La voix de l'ombre - Livre III : Au-delà des brumes

Chapitre 28 : La dernière réunion

2954 mots, Catégorie: T

Dernière mise à jour il y a 8 mois

Chapitre 28 : La dernière réunion.



Orgrimmar était à présent infestée de cadavres. Désormais débarrassés de l'influence de Hurlenfer, les lieux révélaient les atrocités commises à l'encontre de civils taurens, gobelins, elfes, et surtout trolls. Quelques kor'krons s'étaient rendus, expliquant qu'ils avaient été enrôlés sous la contrainte. Certains avouèrent avoir été témoins d'actes de barbarie sur d'autres orcs qui s'obstinaient à ne pas obéir, tandis que d'autres avaient été froidement exécutés.

Vol'jin allait devoir apprendre à discerner le vrai du faux parmi ceux qui avaient intenté à sa vie, ou juste obéi dans le but de survivre.
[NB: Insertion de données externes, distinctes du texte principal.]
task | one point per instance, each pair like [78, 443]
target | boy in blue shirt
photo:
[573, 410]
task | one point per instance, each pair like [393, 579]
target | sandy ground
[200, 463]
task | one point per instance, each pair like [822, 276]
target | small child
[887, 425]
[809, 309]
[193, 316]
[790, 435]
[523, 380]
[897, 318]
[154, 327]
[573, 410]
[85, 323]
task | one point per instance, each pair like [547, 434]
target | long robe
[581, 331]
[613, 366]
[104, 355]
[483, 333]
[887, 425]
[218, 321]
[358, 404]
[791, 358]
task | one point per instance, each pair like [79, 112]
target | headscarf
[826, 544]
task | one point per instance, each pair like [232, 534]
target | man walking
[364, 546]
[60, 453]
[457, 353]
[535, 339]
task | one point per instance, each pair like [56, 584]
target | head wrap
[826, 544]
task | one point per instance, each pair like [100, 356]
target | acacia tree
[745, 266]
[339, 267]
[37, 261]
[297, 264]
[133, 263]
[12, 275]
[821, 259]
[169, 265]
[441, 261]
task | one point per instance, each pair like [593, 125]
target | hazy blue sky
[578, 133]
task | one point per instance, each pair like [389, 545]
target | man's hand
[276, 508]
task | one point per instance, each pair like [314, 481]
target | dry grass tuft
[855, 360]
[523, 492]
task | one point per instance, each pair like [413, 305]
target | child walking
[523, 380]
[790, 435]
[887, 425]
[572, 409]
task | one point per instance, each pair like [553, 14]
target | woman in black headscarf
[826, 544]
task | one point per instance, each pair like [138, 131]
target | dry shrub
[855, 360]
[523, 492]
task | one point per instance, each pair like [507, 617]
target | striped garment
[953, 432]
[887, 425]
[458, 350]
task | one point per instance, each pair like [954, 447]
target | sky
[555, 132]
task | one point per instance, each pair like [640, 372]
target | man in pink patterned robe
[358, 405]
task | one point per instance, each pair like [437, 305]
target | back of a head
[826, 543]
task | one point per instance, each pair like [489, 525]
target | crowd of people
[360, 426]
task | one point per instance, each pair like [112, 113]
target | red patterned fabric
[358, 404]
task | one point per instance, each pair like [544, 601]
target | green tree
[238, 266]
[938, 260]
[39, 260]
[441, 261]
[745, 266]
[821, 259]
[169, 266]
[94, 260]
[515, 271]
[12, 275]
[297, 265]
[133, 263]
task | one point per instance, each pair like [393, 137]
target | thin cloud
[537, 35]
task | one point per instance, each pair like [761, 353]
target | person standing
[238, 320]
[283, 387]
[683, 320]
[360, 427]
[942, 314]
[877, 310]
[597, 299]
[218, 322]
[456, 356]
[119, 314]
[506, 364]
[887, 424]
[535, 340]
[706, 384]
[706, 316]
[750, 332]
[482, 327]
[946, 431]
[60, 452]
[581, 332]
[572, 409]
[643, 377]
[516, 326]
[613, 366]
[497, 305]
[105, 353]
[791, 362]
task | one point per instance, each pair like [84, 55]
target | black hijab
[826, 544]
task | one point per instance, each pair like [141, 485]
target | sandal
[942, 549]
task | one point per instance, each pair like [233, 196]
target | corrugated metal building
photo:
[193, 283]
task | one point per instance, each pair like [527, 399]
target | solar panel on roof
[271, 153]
Il allait également devoir faire face à certaines décisions à prendre rapidement, et cela pour assurer à la Horde paix et sécurité.


Les héros qui s'étaient enfoncés dans le Gouffre de Ragefeu ressortirent par la Faille de l'Ombre. Les citoyens d'Orgrimmar scandèrent quelques noms, et les saluèrent à mesure qu'ils réapparaissaient. Cependant, à la vue des soldats de l'Alliance, les civils se turent, ne sachant pas si la cité, à présent envahie par l'armée alliée, allait être mise sous loi martiale, ou si elle allait tout simplement l'occuper.

Ce n'est que lorsque le roi Varian Wrynn sortit des entrailles de la cité qu'ils obtinrent leur réponse, car le monarque annonça simplement que la Horde avait élu un nouveau Chef de guerre qu'il allait tenir à l’œil.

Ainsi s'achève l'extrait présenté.